Using -1 for Unknown Dimension member with Netezza Can Cause Slowness
There could be a problem when using typical practice dimensional design with the IBM PureData for Analytics server. The extremely fast data warehouse appliance can slow to a stop when distributing on a primary key that uses a single row for unknown. This happens when a large amount of data is associated with this row causing a skew to a single data slice.
A common practice with dimensional modeling is to use a surrogate primary key that consists of sequential meaningless numbers. A business key in the dimension is used to lookup the surrogate key when loading facts. To handle the case where the business key from the fact table is missing or not found in the dimension a typical design is to use an entry using something like -1 that will never collide with the normal numbers.

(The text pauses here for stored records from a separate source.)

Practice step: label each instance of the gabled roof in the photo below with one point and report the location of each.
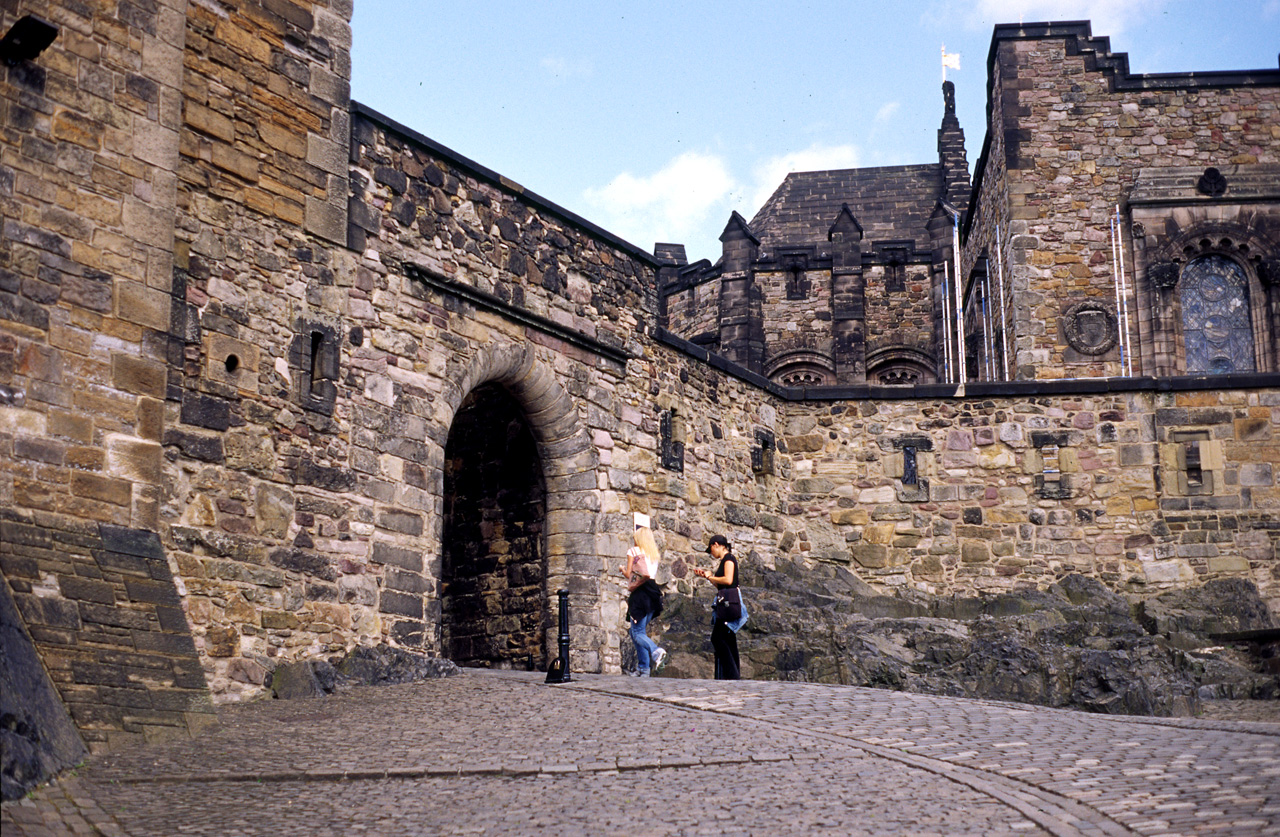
(890, 202)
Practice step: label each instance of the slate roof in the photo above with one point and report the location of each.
(890, 202)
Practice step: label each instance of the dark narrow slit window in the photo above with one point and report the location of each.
(1194, 475)
(909, 469)
(316, 361)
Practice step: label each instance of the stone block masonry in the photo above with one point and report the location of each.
(105, 613)
(259, 347)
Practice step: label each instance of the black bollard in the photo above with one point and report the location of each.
(558, 671)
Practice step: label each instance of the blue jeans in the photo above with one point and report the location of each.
(644, 645)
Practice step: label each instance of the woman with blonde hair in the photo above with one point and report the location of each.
(644, 600)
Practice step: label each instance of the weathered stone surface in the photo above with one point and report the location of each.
(1075, 644)
(37, 739)
(384, 664)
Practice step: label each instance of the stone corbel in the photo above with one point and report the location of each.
(1164, 275)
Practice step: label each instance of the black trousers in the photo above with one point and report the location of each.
(725, 643)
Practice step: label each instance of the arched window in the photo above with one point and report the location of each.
(1216, 329)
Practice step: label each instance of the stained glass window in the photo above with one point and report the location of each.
(1215, 297)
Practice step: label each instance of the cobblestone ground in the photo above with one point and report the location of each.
(499, 753)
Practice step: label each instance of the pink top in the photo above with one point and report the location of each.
(639, 562)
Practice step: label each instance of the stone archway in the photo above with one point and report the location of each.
(520, 397)
(493, 545)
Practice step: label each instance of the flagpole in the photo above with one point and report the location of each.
(1004, 324)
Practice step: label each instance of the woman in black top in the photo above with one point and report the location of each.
(723, 640)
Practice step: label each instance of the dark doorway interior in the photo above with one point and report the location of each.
(493, 580)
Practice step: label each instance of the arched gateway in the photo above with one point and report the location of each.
(517, 520)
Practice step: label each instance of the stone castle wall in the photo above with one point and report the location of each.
(233, 355)
(1070, 133)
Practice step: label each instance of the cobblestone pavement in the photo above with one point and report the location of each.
(501, 753)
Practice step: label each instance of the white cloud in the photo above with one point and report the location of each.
(768, 174)
(690, 199)
(670, 205)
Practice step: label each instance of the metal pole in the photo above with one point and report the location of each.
(1004, 325)
(558, 671)
(1124, 292)
(946, 325)
(960, 358)
(986, 326)
(1115, 277)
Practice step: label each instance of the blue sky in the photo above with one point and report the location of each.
(657, 119)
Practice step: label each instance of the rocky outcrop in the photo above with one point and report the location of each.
(1074, 645)
(37, 737)
(378, 666)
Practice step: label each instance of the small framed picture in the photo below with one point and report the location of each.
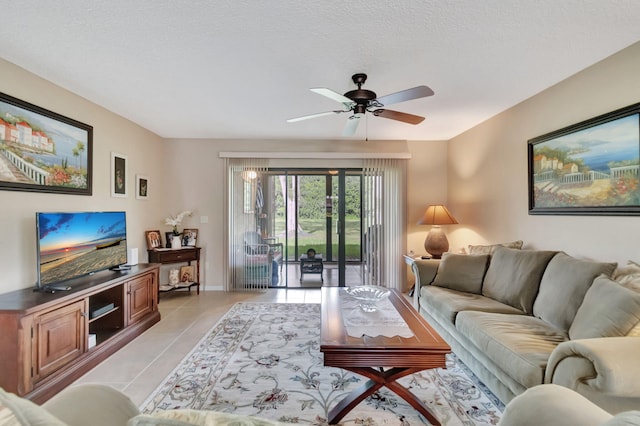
(189, 237)
(169, 237)
(154, 239)
(187, 274)
(142, 187)
(118, 175)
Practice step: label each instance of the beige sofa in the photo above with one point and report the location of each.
(99, 405)
(559, 406)
(521, 318)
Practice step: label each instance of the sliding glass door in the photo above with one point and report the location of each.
(319, 209)
(353, 217)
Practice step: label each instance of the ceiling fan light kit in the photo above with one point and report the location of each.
(360, 101)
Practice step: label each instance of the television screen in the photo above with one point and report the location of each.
(76, 244)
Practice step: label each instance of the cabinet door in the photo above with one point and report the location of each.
(140, 297)
(59, 337)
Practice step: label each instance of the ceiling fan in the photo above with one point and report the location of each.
(362, 100)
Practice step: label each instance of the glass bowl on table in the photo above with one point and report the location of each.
(368, 296)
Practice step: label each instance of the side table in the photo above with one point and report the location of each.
(181, 255)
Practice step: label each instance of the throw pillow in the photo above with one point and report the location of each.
(514, 275)
(608, 310)
(491, 248)
(21, 411)
(563, 286)
(628, 276)
(462, 272)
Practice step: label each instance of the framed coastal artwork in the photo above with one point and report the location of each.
(590, 168)
(42, 151)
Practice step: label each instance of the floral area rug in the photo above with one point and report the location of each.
(264, 359)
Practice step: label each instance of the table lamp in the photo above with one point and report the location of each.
(436, 242)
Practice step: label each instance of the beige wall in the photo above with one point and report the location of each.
(487, 168)
(111, 133)
(481, 175)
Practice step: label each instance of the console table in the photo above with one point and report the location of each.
(181, 255)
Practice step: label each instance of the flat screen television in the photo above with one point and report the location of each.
(71, 245)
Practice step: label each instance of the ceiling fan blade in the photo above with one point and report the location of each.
(319, 114)
(405, 95)
(332, 95)
(398, 116)
(352, 125)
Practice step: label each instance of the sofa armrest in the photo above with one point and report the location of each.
(603, 364)
(92, 404)
(552, 405)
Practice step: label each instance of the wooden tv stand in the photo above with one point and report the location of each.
(45, 337)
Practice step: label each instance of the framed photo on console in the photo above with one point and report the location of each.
(154, 239)
(189, 237)
(187, 274)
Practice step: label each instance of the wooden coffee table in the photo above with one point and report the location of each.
(383, 360)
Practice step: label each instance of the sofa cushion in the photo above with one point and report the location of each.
(449, 302)
(608, 310)
(462, 272)
(519, 344)
(20, 411)
(628, 276)
(514, 275)
(563, 286)
(471, 249)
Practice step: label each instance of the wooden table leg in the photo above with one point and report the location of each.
(377, 380)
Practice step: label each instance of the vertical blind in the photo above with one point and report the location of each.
(384, 221)
(249, 265)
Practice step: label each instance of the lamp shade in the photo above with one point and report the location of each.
(437, 214)
(436, 242)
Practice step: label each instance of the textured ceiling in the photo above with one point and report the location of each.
(240, 68)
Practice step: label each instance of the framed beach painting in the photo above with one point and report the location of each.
(42, 151)
(590, 168)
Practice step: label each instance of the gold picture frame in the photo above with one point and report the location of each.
(188, 274)
(154, 239)
(189, 237)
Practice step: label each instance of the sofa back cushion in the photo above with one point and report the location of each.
(514, 275)
(563, 286)
(471, 249)
(608, 310)
(462, 272)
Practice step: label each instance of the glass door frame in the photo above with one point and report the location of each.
(330, 216)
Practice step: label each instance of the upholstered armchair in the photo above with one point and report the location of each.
(263, 258)
(276, 247)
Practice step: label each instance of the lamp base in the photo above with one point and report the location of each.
(436, 242)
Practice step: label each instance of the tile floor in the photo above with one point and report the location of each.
(139, 367)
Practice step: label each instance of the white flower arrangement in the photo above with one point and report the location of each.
(177, 220)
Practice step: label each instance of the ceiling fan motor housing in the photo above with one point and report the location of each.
(360, 96)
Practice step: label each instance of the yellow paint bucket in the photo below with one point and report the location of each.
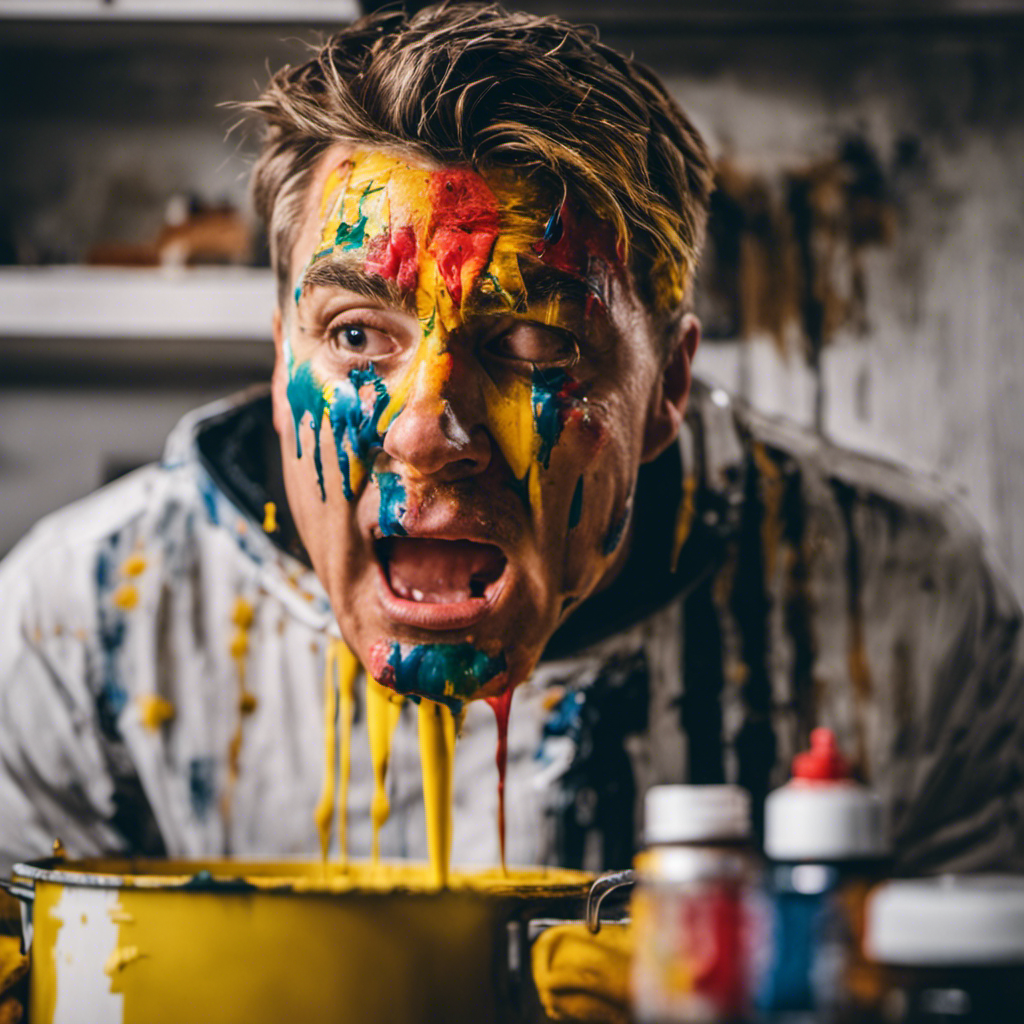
(148, 942)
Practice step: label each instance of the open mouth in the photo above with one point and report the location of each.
(431, 571)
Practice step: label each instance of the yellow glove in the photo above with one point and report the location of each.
(584, 977)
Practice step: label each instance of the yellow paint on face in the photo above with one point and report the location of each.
(432, 232)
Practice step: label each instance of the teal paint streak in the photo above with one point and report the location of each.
(548, 400)
(351, 420)
(392, 506)
(305, 395)
(576, 508)
(351, 236)
(616, 528)
(451, 673)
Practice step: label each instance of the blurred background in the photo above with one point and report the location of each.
(863, 274)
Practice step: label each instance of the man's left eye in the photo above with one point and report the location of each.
(361, 340)
(536, 344)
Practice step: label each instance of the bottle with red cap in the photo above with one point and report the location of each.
(825, 845)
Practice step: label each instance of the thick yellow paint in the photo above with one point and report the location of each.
(134, 564)
(340, 672)
(269, 517)
(391, 195)
(684, 517)
(437, 765)
(154, 711)
(348, 669)
(364, 944)
(324, 812)
(120, 958)
(383, 710)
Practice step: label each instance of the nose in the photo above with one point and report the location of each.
(439, 432)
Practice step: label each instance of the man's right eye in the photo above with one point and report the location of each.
(360, 339)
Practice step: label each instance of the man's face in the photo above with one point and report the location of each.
(463, 381)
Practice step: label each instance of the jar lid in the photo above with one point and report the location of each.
(696, 814)
(966, 920)
(823, 821)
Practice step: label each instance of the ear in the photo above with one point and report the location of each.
(283, 422)
(665, 416)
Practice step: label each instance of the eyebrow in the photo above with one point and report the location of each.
(347, 274)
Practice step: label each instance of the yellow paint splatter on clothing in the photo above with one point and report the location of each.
(340, 672)
(155, 711)
(269, 518)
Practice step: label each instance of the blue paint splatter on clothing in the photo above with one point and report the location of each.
(392, 504)
(112, 696)
(202, 784)
(208, 493)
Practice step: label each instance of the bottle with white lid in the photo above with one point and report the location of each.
(952, 948)
(825, 846)
(691, 906)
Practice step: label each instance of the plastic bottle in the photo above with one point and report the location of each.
(825, 846)
(690, 906)
(952, 948)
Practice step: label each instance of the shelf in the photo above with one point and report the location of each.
(84, 302)
(182, 10)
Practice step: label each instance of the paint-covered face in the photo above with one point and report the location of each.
(464, 376)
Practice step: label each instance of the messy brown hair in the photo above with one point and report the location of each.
(469, 83)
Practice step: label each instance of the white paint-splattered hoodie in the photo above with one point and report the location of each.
(153, 633)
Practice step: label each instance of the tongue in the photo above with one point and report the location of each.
(441, 571)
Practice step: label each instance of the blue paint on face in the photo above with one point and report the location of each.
(305, 395)
(358, 403)
(549, 400)
(443, 672)
(576, 508)
(615, 530)
(392, 504)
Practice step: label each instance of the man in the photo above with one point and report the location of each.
(485, 229)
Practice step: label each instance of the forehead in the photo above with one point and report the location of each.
(498, 231)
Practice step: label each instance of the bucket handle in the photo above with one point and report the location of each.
(602, 886)
(19, 890)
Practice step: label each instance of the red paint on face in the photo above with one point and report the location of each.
(393, 255)
(571, 244)
(465, 223)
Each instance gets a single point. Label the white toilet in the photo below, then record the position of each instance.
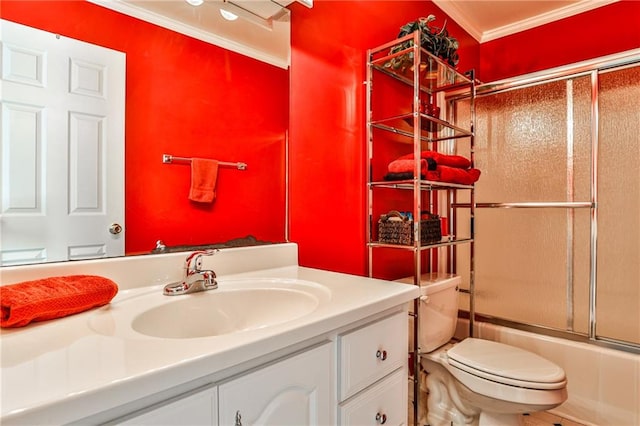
(475, 381)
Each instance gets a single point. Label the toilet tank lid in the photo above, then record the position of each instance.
(434, 282)
(507, 361)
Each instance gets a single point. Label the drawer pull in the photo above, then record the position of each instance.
(381, 418)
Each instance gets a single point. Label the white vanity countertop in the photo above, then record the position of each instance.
(61, 370)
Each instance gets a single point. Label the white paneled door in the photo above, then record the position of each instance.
(62, 152)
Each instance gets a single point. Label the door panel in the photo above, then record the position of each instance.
(62, 151)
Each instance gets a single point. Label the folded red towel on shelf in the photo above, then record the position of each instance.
(204, 174)
(442, 159)
(453, 175)
(53, 297)
(404, 166)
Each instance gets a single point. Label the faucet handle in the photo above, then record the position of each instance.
(196, 258)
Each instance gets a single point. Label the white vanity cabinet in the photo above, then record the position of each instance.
(373, 373)
(294, 391)
(197, 409)
(363, 370)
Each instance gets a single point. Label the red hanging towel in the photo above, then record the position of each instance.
(204, 174)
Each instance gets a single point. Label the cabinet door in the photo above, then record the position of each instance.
(197, 409)
(296, 391)
(371, 352)
(384, 403)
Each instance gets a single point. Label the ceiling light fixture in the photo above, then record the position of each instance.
(247, 14)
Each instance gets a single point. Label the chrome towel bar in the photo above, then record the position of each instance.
(168, 159)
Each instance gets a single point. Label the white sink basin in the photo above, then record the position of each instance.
(236, 306)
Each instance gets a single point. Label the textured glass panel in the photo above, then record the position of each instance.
(521, 262)
(618, 264)
(533, 144)
(521, 144)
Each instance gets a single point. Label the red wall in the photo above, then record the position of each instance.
(327, 121)
(187, 98)
(599, 32)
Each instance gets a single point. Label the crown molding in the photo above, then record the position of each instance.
(456, 12)
(211, 37)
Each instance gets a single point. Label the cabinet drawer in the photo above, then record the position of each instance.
(384, 403)
(370, 353)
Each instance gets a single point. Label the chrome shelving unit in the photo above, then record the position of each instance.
(403, 79)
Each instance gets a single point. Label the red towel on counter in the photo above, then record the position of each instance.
(453, 175)
(204, 174)
(54, 297)
(442, 159)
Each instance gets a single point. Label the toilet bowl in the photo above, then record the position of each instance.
(476, 381)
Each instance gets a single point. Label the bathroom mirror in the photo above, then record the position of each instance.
(189, 98)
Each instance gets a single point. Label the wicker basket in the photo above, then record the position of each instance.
(394, 231)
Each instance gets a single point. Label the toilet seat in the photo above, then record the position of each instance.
(505, 364)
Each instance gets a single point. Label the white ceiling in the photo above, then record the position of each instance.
(490, 19)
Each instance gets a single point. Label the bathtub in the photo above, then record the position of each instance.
(604, 384)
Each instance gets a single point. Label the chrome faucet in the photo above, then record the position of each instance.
(195, 278)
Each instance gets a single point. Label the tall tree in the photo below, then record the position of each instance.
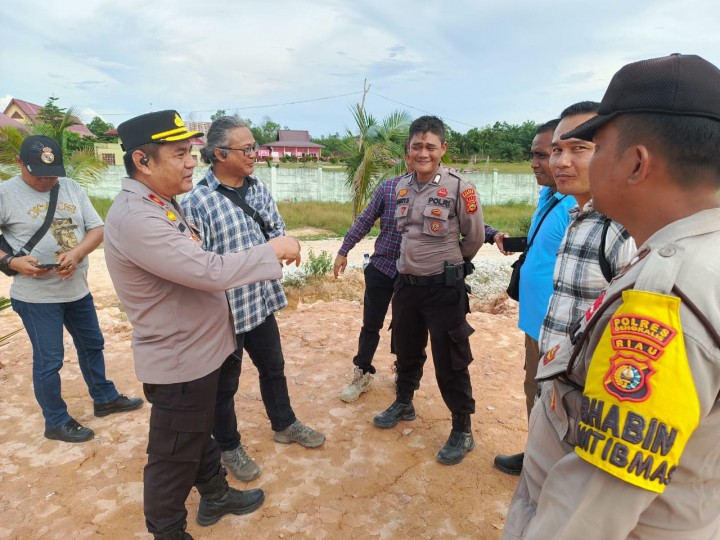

A table in Netezza is distributed across a number of data slices and when a fact and dimension are joined in a query, their related rows must be physically together on the same slice before parallel processing. If they are not, the rows are redistributed or broadcast so that they are. When there are two very large tables to join, performance can be increased by setting the distribution on each table to the columns they share in the relationship.
If this is done when a large amount of data is associated with the unknown row, that data will be skewed to a single data slice. Since your query is only as fast as the slowest data slice, this will be the bottleneck.
A solution to this problem can be found here. (I never thought I would advocate adding 10,000 dummy records.) When applying this approach to a large dimension table, try to generate negative numbers that span the approximate range as the positive numbers. Otherwise, they could all still skew to the same data slice.